I would be a good idea to contact Jim and ask him what he suggests.

He stands behind his merchandise.

Jim Noel
6-Nov-2010, 09:13
A good glue job perhaps coupled with some small screw should make the camera usable at a very low cost. If it were mine, I would not hesitate to make such a repair.

Wayne Aho
6-Nov-2010, 09:21
Wood glue only, no screws, and be careful not to let the glue drip into other areas. You will need to clamp it somehow. It appears to be just wood separation, and the glue joint, if done well, is more than strong enough, and will only be visible to you. Don't drill holes and use screws, they will only stress the joint on an area this small. Most any good wood glue, such as titebond will be more than strong enough.

Bob Kerner
6-Nov-2010, 09:32
My inclination was to send it to someone like Richard Ritter and have it done professionally rather than try a handy-man repair.

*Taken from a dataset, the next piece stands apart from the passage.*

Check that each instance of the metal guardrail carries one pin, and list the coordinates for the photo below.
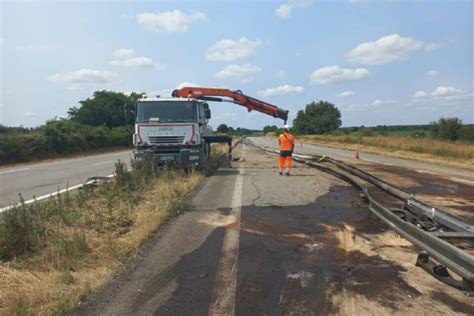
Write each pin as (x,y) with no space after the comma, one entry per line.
(429,243)
(89,181)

Has anyone done a glue repair on their own camera? My concern is that the failure is near an area where the back pivots and that will contribute to re-failure since the glue joint will be under constant stress.

As I sit here looking at the camera, the irony is not lost on me that someone (I think it was Frank) said to look at metal 4x5s when I was starting my shopping. I thought, "bleh metal is so plain compared to wood," but I doubt I would have had this issue with a metal camera!

Bruce Barlow
6-Nov-2010, 09:33
Wood glue and clamps. This is almost exactly the repair that Richard Ritter makes in our video "Camera Repair in the Field." Easy, and the result is strong and permanent. I agree with not letting the glue slop elsewhere. A damp towel helps mop up excess.

Gem Singer
6-Nov-2010, 09:35
Is there a reason that you do not want to contact Jim regarding this problem?

IanG
6-Nov-2010, 09:54
Sometimes even when things are well wrapped these breakages happen in transit.

I received a Roll film back recently and the end of the sheath was snapped off, luckily these slide a long way in at the far end so I was able to repair it, although it's now about 5mm shorter. I haven't tested it yet but if there is an issue I have spare 5x5 sheaths and could cut one to fit.

As the item was well packaged I can't blame the seller, and claiming off USPS is a big hassle over something easily remedied, and I guess it's similar in this case.

Ian

Bob Kerner
6-Nov-2010, 10:21
Is there a reason that you do not want to contact Jim regarding this problem?

I never said that, Gem. I will contact him.

I'm just trying to get a sense of what my options are in terms of repair.

Jack Dahlgren
6-Nov-2010, 10:22
The advice about wood glue is correct. The two parts were glued originally and you can see that the wood broke before the glue.

It looks like some small clamps would fit right in there. Use some small blocks of wood between the clamps and the camera so the clamps don't leave a mark. If you can't find a way to fit a clamp in, you can use rubber bands or anything else which will apply pressure for a while. You don't need a whole lot of pressure.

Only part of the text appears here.